Black si sporge oltre lo specchio. Il vuoto. Ritorna con lo sguardo sul riflesso. Un sorriso beffardo e malvagio affiora sulle sue labbra serrate da spago. Gli occhi vacui. Indossa una veste a farle da camicia di forza. Eppure le mani sono libere di muoversi.

- La veste bianca! – l'esclamazione fa sussultare il riflesso apparentemente dormiente.

Uno sguardo gelido si posa in quello di Black, mentre una cantilena disperata sgorga dalla gola di quell'essere. Quei lamenti attraversano il vetro per tramutarsi in parole, che sembrano pronunciate da mille anime insieme.

- Sciogliti spago, lasciami parlar,

col fuoco di nuovo voglio giocar.

Sciogliti spago, lasciami parlar,

con la preda di nuovo voglio giocar.

Gli alberi di nervi iniziano a vorticare velocemente, le nuvole di pensieri diventano sempre più scure. Black resta concentrata su quel riflesso. Le iridi da serpe non la lasciano andare. Lo spago si sfila lentamente, lasciando intravedere le labbra corrose. I corti capelli neri del riflesso si increspano. Solo un attimo. Il tempo di tornare libero. Black inspira, profondamente. Per poi rivolgersi a Lei.

- Tu. Tu sei...me – sfiora lo specchio per cercare una conferma, ma una scossa elettrica la scaraventa a terra.

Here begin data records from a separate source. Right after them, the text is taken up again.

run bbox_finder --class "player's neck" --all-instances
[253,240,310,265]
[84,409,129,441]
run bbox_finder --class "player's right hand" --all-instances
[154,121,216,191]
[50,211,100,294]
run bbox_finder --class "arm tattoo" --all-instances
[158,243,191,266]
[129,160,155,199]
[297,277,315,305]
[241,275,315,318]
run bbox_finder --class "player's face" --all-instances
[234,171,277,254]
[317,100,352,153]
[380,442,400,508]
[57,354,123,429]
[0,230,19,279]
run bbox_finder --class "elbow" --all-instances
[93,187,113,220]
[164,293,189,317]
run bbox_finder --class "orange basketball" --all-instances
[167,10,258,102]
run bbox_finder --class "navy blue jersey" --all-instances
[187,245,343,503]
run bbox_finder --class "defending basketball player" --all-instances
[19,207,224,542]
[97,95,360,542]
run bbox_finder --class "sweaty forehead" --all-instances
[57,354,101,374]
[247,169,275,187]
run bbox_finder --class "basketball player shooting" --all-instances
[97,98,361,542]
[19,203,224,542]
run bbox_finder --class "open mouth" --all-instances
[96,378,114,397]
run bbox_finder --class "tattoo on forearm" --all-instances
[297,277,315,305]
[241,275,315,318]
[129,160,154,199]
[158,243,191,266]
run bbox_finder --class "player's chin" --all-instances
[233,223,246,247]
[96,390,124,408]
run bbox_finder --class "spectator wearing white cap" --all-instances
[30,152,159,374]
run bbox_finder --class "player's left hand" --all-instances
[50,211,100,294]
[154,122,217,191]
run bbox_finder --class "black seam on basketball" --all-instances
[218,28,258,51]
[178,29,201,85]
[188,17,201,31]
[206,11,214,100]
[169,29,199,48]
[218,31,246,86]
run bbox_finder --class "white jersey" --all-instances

- Sì. E no. – la voce del riflesso è artificialmente metallica.

- Cosa significa? – Black si rialza a fatica. La cicatrice sulla spalla destra brucia.

- Io sono lo scarto della tua Anima. La parte che reprimi per paura. La parte che hai segregato nel fondo delle tue viscere tanto tempo fa. La parte che hai provato ad uccidere, lasciandola in un pozzo buio, freddo e senza via d'uscita. Chiuso con una grata che mi costringe qui. Nel lato più oscuro della tua mente. Lo specchio nero è la mia casa. E la mia prigione.